2015年6月10日水曜日

陶山聖尚

 日本国民軍九州鎮台将校、「常識派」領袖。平時は対馬守備隊所属、後に吉野内閣軍部大臣。

厳原の常識人
 七月革命の結果、吉野菫を首班とする日本帝国西海州政府が形成されると、その軍事機構たる九州鎮台に仕官。格別吉野に心酔しているわけではないのだが、一貫して上官命令厳守・反クーデターの立場を取り、大軍の指揮にも長けていたため、結果的に諫早利三と共に吉野忠誠派の筆頭と目された。

九州政変
 光復15年、江上護智斎(慶也)の叛乱に対処し、佐賀筑後八女(やめ)を占領した江上軍に対し、2000騎を率いて後背に上陸、兵站を断って大宰府侵攻を阻止した。
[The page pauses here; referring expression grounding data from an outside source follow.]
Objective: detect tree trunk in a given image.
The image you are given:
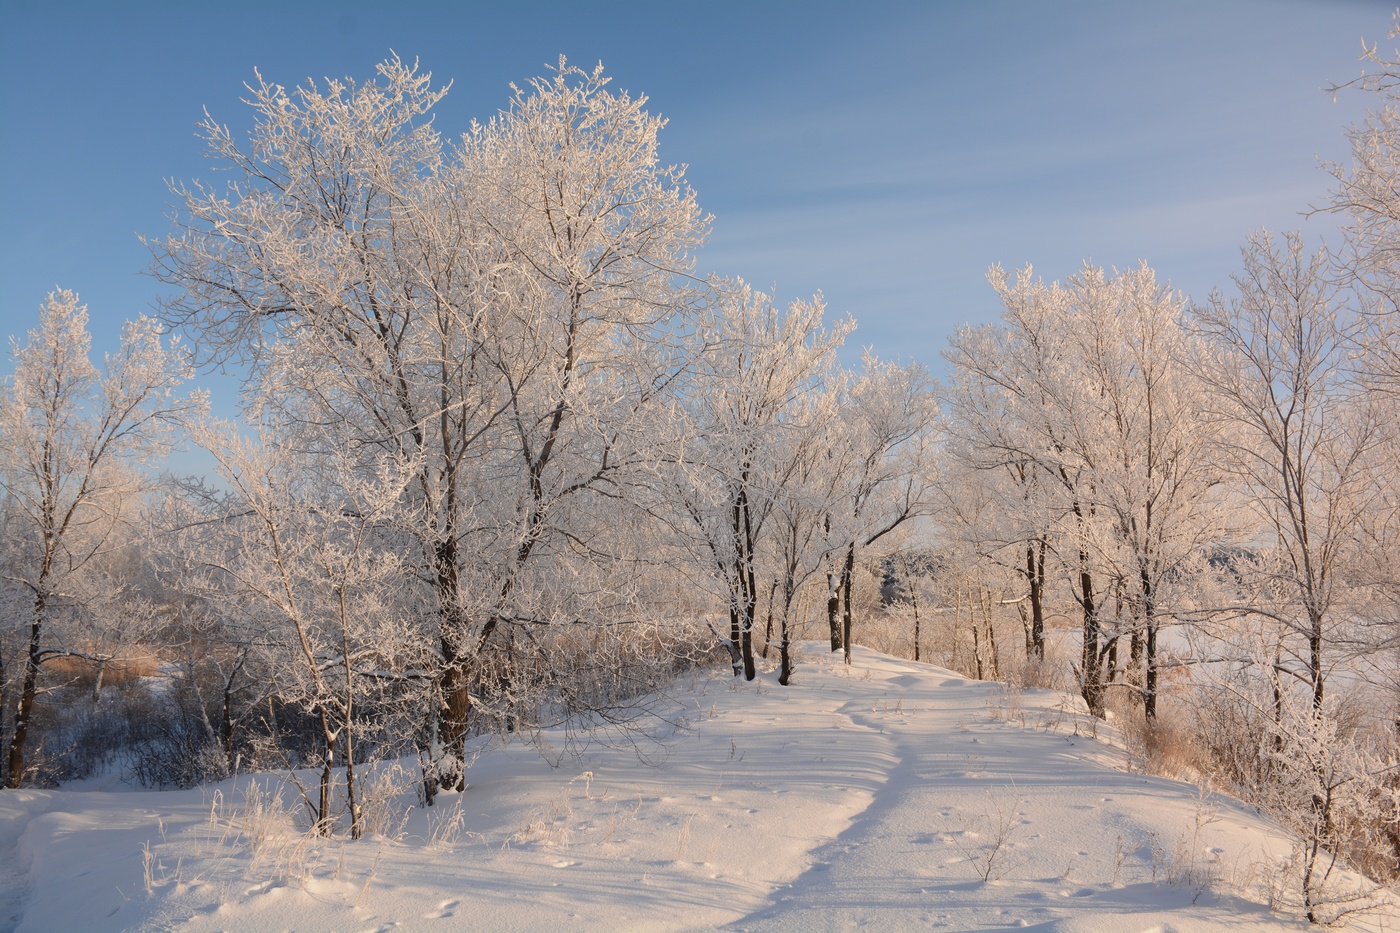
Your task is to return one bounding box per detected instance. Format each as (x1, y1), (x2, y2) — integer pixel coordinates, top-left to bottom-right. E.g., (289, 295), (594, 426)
(733, 485), (758, 681)
(827, 569), (841, 652)
(1309, 613), (1325, 712)
(909, 577), (921, 663)
(971, 595), (985, 680)
(724, 604), (744, 675)
(430, 537), (472, 800)
(740, 596), (757, 682)
(778, 596), (794, 687)
(982, 589), (1000, 680)
(1026, 540), (1046, 661)
(6, 593), (46, 789)
(761, 579), (777, 660)
(1078, 558), (1104, 717)
(315, 706), (337, 836)
(1141, 567), (1158, 720)
(841, 544), (856, 665)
唐津湾の決戦では諫早勢と共に、突出した吉野本隊の救援に出撃し、江上自身にも重傷を負わせ、勝敗を決定付けた。

鎮西騒動
 21年の列島全面戦争に際しては、防長から北九州に上陸した畿内軍に対し、1万数千の兵力を以て奮戦するなど多いに活躍した。しかし終戦に前後して、東京で共産主義者のクーデター(八月事変)が勃発すると、九州でも旧江上党を始めとする革新将校らが決起し、蓮池夏希(江上の娘)は関西から上京予定だった吉野を襲撃し、返す刀で八女に諫早を討った。かくして皇帝・太政大臣・州首相がいずれも不在という法的想定外の無政府状態に陥り、九州鎮台に動揺が広がる中、陶山は東京の命令が偽造・無効である事を説いて手勢1万をまとめ、忠誠派各隊と合流して蓮池軍を撃破し、江上残党を掃討した。

兵部卿
 東京で新太政大臣に就任した吉野は、クーデター鎮圧に功多き者を積極的に起用し、陸軍系の革新将校に代わり、反共的な空軍閥(青鳥閥)が勢力を拡大した。陶山も後に取り立てられ、副大臣を経て軍部大臣(国民軍長官・兵部卿)に任命された(文民統制上、形式的には現役武官の地位を退いたが、世論には九州軍閥人事と受け止められたようである)。一方で、当初はリベラルと見られていた空軍閥が、次第に急進的・好戦的な傾向を示し始めており、陶山の登用は、彼らの牽制を意図していたとも考えられる。

孤高の暗闘
 聖徳元年(光復23年)3月、陶山曰く「江上ですら理解不能な思想」に陥った空軍閥は、宥和政策を望む聖徳帝(西宮堯彦)・吉野の反対を押し切り、防共協定に反して星川共和国への侵略を開戦した。これ以後、陶山は空軍閥の暴走に面従腹背の態度を取り、表面上は埼玉出兵に賛成したが、裏では皇帝が封印列車で脱出するのを黙認(支援?)した。帝の身柄を奪われた空軍閥は、吉野を拉致して房総半島に逃れた。陶山もこれに随行し、空軍閥・反空軍閥の双方に暗殺される恐れのある吉野を警護した(空軍閥の橘立花から「ユートピア国防相」に任命されたらしいが、本人にその意識は皆無)。空軍閥は当初、吉野・陶山の支持基盤たる九州鎮台を味方にしようと企図していたが、協力を約した豊前城井川航空基地が何者かの謀略により陥落(滑走路爆破)し、その策も水泡に帰した。関東最東端に追い詰められた空軍閥は分裂し、これ以上の抗戦を無意味と判断した十三宮勇によって吉野・陶山は解放され、炎上する銚子から脱出した。十三宮勇は、真の平和構築を吉野らに託して戦死した。

帝国最後の将軍大臣
 朝廷や星川家の没落もあり、吉野・陶山は再び東京政府の権力に返り咲く事ができた。しかし、多くの仲間に裏切られたり、いいように利用されたりと悪い経験を積み過ぎた吉野は、心労が祟って精神を病み、江上一族の怨霊に振り回され、民主化どころか軍事独裁政権を妄想するなど、「もう見る影ない」暴君と化していた。他方で、こうした吉野政権の迷走に比例して倒閣運動も激化し、天下は再び腐敗と専制、大戦争の時代へと復古しかねなかった。このような困難な情勢下にあって、軍部を掌握し、吉野に諌言できる数少ない閣僚となった陶山の尽力により、戒厳令解除・解散総選挙という英断を吉野に決意させる事ができた。吉野退陣に伴い陶山も辞職、日本帝国最後の軍部大臣であった。なお、末期には精神的過労死に陥った吉野に対し、彼女と同等ないしそれ以上の苦労を重ねた陶山が平常心を保てたのは、多分に鈍感だったからである。